Sting is a more sophisticated lyricist than most but he still knows the best pop songs are about pure emotion. So when orchestral arrangements add a further layer of sophistication, there's always the danger of gilding those Fields of Gold.
The last time I heard Sting in Perth, he was performing the songs of 16th-century composer John Dowland with Bosnian lutenist Edin Karamazov and a small chamber choir. On that occasion, less was more.
This time round Sting was kicking off his Symphonicity national tour in Perth by performing his best-known songs with the Melbourne Symphony Orchestra, Adelaide jazz singer Jo Lawry and a band including guitarist Dominic Miller, bassist Ira Coleman and percussionists Rhani Krija and David Cossin.

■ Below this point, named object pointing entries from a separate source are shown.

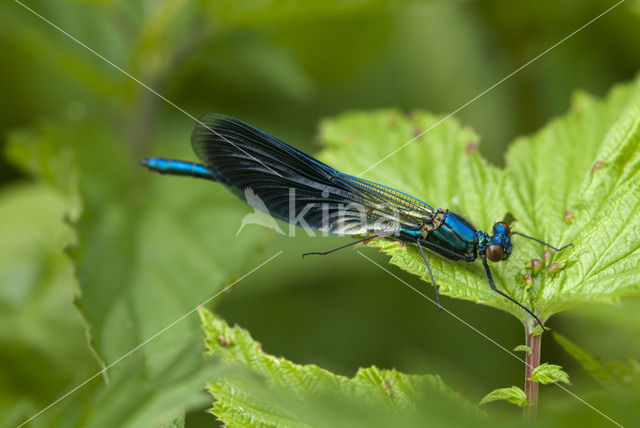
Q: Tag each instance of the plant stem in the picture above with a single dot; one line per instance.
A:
(533, 361)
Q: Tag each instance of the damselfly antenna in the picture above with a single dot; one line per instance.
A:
(541, 242)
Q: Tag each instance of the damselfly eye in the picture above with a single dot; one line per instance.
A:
(505, 228)
(495, 252)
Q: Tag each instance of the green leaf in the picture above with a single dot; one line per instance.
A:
(522, 348)
(137, 235)
(592, 365)
(606, 372)
(513, 395)
(547, 373)
(547, 175)
(42, 340)
(263, 390)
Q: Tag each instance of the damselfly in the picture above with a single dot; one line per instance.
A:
(300, 189)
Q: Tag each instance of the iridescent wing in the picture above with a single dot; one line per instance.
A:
(298, 188)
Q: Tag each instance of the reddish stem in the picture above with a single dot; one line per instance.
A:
(533, 361)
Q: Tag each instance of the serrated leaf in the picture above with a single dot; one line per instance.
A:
(547, 174)
(513, 395)
(137, 234)
(547, 373)
(42, 339)
(277, 392)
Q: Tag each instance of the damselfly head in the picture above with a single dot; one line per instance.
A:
(500, 243)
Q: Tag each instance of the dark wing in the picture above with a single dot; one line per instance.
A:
(297, 188)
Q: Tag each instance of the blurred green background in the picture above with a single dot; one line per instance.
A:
(93, 245)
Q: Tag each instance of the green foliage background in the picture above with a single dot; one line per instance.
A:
(93, 247)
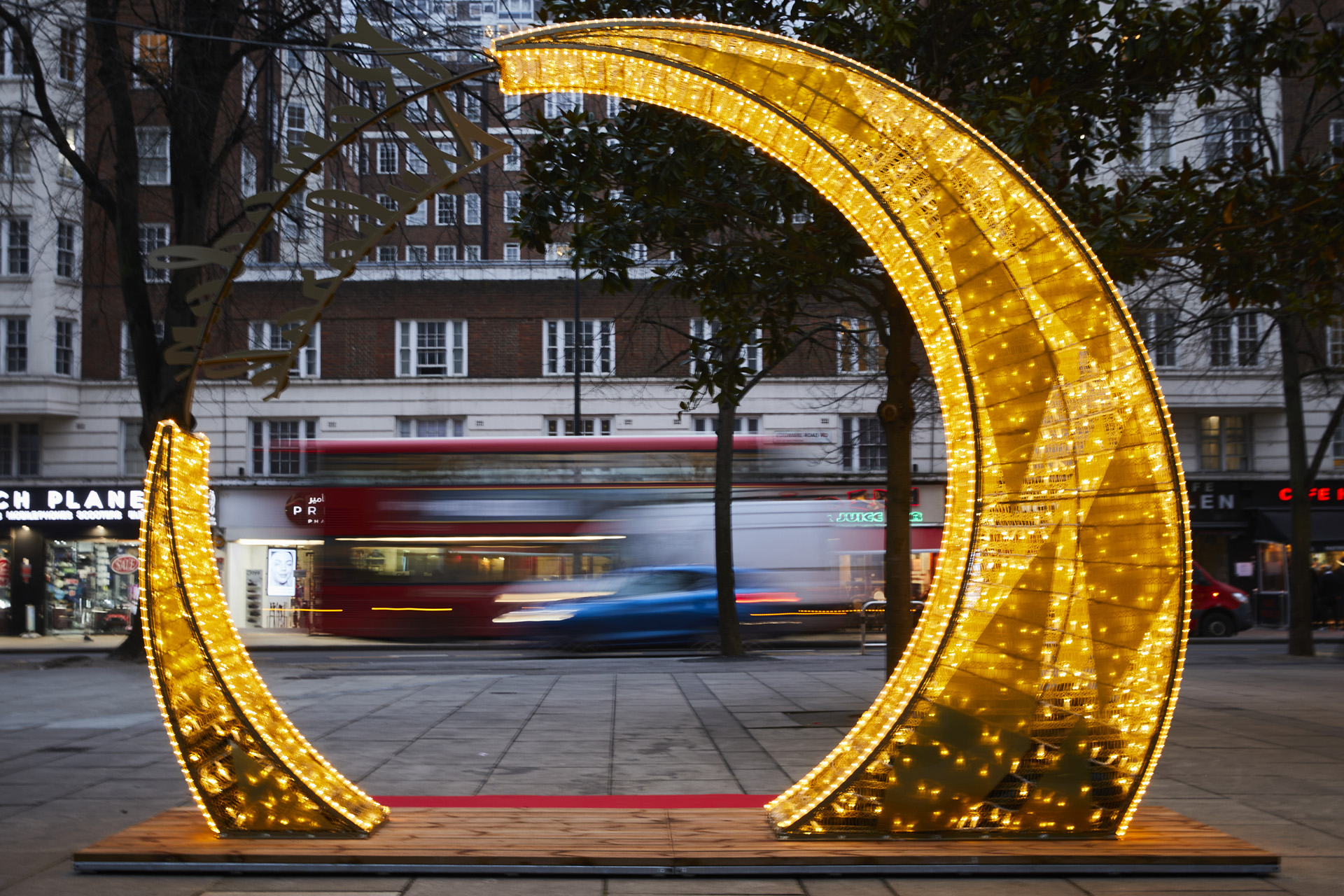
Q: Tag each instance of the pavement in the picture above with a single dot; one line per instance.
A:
(1257, 748)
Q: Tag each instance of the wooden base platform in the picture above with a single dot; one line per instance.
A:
(656, 841)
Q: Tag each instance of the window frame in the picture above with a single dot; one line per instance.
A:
(64, 363)
(267, 335)
(153, 274)
(409, 348)
(262, 441)
(558, 346)
(1218, 441)
(143, 144)
(1227, 343)
(17, 344)
(860, 450)
(139, 55)
(18, 248)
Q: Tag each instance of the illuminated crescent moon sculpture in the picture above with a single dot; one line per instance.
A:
(1040, 685)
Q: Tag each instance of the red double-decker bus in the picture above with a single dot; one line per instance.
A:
(419, 535)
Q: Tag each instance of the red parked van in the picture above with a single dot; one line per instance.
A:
(1219, 610)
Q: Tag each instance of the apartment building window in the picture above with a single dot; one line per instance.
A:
(741, 425)
(67, 250)
(470, 106)
(153, 237)
(433, 428)
(417, 216)
(1236, 342)
(20, 449)
(1159, 330)
(155, 167)
(1335, 343)
(416, 162)
(859, 348)
(432, 348)
(1227, 133)
(132, 456)
(558, 104)
(296, 125)
(1158, 140)
(17, 248)
(65, 347)
(863, 444)
(67, 54)
(269, 335)
(65, 171)
(1225, 444)
(704, 331)
(128, 355)
(279, 447)
(447, 210)
(596, 344)
(19, 62)
(18, 147)
(153, 57)
(387, 158)
(15, 344)
(248, 171)
(592, 426)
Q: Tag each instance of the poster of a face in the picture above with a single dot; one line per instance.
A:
(280, 573)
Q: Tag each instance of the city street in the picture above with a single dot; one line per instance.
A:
(1257, 750)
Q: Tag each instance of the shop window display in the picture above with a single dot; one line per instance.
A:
(92, 586)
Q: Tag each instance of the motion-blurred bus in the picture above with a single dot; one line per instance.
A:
(419, 535)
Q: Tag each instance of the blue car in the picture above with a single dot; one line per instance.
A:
(664, 606)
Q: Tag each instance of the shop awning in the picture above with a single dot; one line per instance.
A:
(1327, 528)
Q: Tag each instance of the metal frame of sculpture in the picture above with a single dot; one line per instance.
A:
(1040, 685)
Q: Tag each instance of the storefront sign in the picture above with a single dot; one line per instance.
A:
(307, 508)
(125, 564)
(83, 503)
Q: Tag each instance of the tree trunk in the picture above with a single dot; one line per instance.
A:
(898, 415)
(730, 636)
(1300, 583)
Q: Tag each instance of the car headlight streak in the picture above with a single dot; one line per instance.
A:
(1037, 691)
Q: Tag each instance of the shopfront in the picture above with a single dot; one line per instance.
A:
(1242, 532)
(69, 558)
(269, 574)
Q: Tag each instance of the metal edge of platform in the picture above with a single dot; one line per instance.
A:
(958, 869)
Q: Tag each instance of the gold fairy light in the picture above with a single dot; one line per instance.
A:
(1057, 625)
(248, 767)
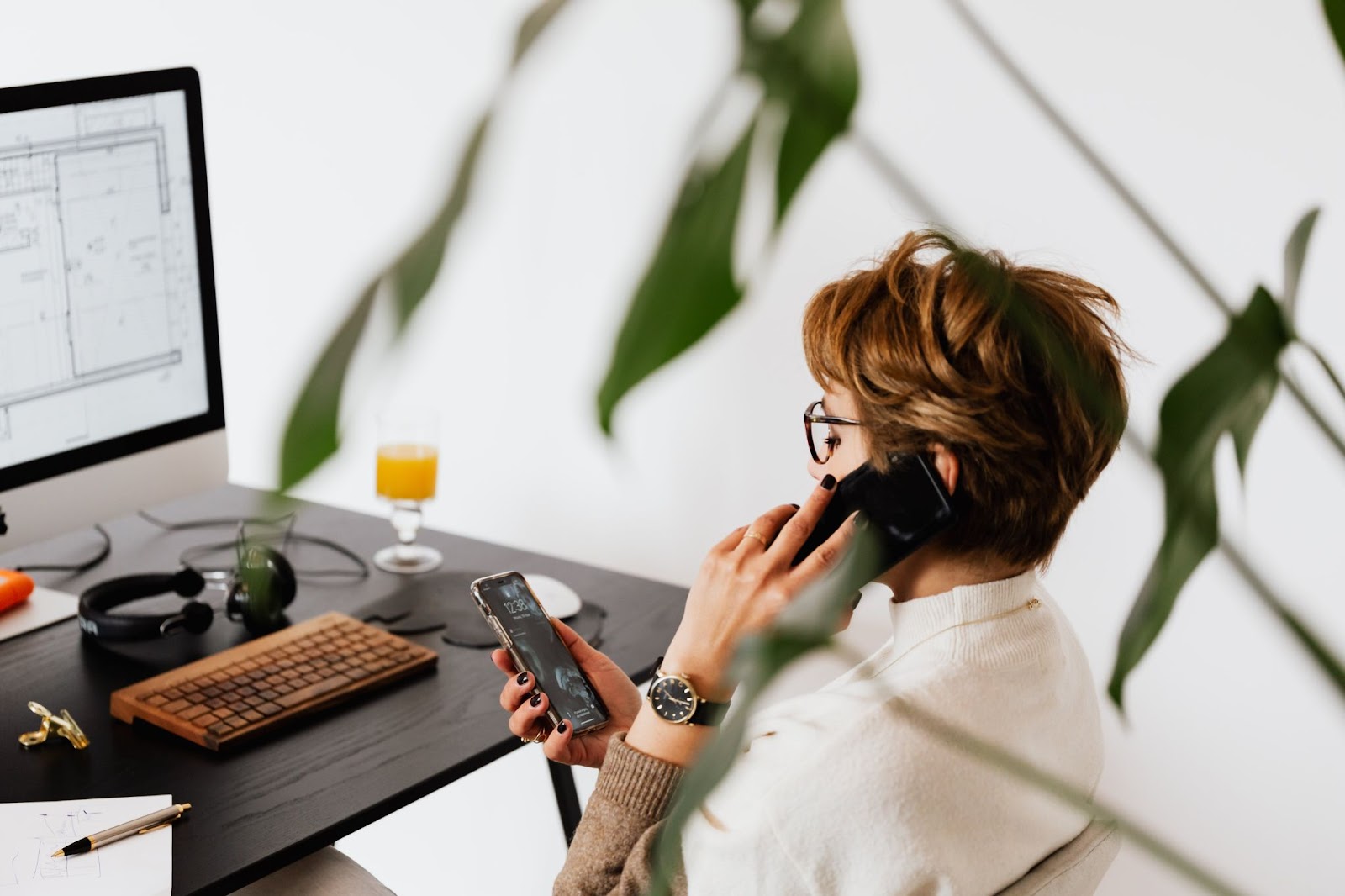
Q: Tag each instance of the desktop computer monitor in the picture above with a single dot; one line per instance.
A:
(111, 394)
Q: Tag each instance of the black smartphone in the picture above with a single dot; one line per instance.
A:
(525, 630)
(905, 508)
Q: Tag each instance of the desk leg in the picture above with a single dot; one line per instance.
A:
(567, 798)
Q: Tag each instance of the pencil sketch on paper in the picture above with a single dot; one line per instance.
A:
(30, 858)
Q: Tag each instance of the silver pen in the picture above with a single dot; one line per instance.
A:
(143, 825)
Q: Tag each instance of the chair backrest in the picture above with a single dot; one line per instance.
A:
(1075, 869)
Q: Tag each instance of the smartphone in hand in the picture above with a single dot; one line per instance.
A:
(525, 630)
(905, 508)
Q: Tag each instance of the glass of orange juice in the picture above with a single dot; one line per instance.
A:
(408, 468)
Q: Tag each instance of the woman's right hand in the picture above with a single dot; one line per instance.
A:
(528, 707)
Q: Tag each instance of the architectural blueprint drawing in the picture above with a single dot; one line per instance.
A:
(100, 309)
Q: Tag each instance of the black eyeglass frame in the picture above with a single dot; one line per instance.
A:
(809, 419)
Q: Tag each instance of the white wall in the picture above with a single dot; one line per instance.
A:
(333, 128)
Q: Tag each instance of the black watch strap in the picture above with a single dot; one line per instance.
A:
(708, 714)
(705, 712)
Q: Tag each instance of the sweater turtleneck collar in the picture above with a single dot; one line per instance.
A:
(921, 618)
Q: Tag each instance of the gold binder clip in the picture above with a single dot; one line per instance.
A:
(61, 724)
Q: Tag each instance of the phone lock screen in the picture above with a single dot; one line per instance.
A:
(541, 650)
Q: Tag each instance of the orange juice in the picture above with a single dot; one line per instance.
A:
(407, 472)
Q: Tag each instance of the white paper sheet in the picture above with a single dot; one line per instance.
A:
(42, 609)
(139, 865)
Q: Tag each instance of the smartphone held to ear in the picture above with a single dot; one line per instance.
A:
(905, 508)
(525, 630)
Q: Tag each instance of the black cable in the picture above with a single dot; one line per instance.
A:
(221, 521)
(74, 569)
(201, 552)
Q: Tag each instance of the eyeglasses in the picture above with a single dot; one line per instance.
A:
(820, 441)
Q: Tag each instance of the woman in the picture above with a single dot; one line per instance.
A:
(1009, 380)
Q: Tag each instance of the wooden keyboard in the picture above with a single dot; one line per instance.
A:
(259, 685)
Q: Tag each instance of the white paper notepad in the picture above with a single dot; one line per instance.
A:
(42, 609)
(139, 865)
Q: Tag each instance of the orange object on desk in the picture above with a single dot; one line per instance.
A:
(13, 588)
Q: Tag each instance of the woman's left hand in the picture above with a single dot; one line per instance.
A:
(743, 586)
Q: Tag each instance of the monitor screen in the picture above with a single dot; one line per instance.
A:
(108, 334)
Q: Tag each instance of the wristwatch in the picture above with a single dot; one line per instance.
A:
(676, 700)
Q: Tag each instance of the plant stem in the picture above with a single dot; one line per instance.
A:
(1126, 195)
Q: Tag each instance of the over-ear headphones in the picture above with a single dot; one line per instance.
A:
(261, 587)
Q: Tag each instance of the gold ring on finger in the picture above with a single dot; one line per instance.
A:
(753, 533)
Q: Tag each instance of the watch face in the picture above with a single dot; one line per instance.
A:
(672, 700)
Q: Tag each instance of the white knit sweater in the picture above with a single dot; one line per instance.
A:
(838, 794)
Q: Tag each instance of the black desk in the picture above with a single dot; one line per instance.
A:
(268, 804)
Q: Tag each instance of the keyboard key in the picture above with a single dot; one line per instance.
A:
(314, 690)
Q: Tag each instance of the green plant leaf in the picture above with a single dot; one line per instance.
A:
(535, 24)
(1226, 392)
(813, 71)
(1335, 11)
(689, 286)
(1325, 365)
(1295, 252)
(311, 434)
(417, 268)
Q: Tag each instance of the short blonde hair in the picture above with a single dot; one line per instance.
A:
(1015, 369)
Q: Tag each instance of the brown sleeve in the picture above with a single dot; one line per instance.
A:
(612, 851)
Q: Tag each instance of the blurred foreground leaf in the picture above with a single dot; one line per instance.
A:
(1227, 392)
(1335, 11)
(689, 287)
(1295, 252)
(810, 71)
(313, 432)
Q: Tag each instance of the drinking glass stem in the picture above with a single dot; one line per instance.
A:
(407, 515)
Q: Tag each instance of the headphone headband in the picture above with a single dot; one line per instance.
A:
(264, 584)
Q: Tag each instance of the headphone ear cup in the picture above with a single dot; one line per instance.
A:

On this occasion, more was definitely more.
For "Symphonicity" read "The Sting Songbook". These are less classical than classic arrangements in the tradition of Nelson Riddle et al, with expert arrangers such as Rob Mathes, David Hartley and Michel Legrand skilfully complementing Sting's original material without ever once compromising its purity.
The result was a wonderful evening's entertainment, with the 12,000-strong audience lapping up every minute of the nearly two-and-a-half hour concert as the outrageously fit 59-year-old Sting pumped out hit after hit while the equally athletic conductor Steven Mercurio elicited electrifying performances from the MSO.
After opening with 'If I Ever Lose My Faith In You', Sting moved through such classics as 'Every Little Thing She Does Is Magic', 'Englishman in New York', 'Roxanne' and 'Fields of Gold'.
The second set featured Hartley's great arrangement of 'A Thousand Years', the melodramatic 'Moon Over Bourbon Street', 'King of Pain' and 'Every Breath You Take'.
Most impressive, however, was 'Russians', in a glorious symphonic arrangement by Vince Mendoza; Miller and Sting's 'Shape of my Heart', in which Miller showed off his refined classical guitar playing; and 'Whenever I Say Your Name', with Wilma Smith's violin virtuosity equalled only by Lawry's sexy, soulful singing.
An energetic 'Desert Rose' ushered in an encore set with a moving rendition of 'Fragile', dedicated to the victims of the floods in Queensland and Victoria, and 'Message in a Bottle', where Sting eschewed any accompaniment save his own guitar.
It was as close to a religious experience as I've come in a long time.
The outrageously fit 59-year-old pumped out hit after hit and there were electrifying performances from the MSO.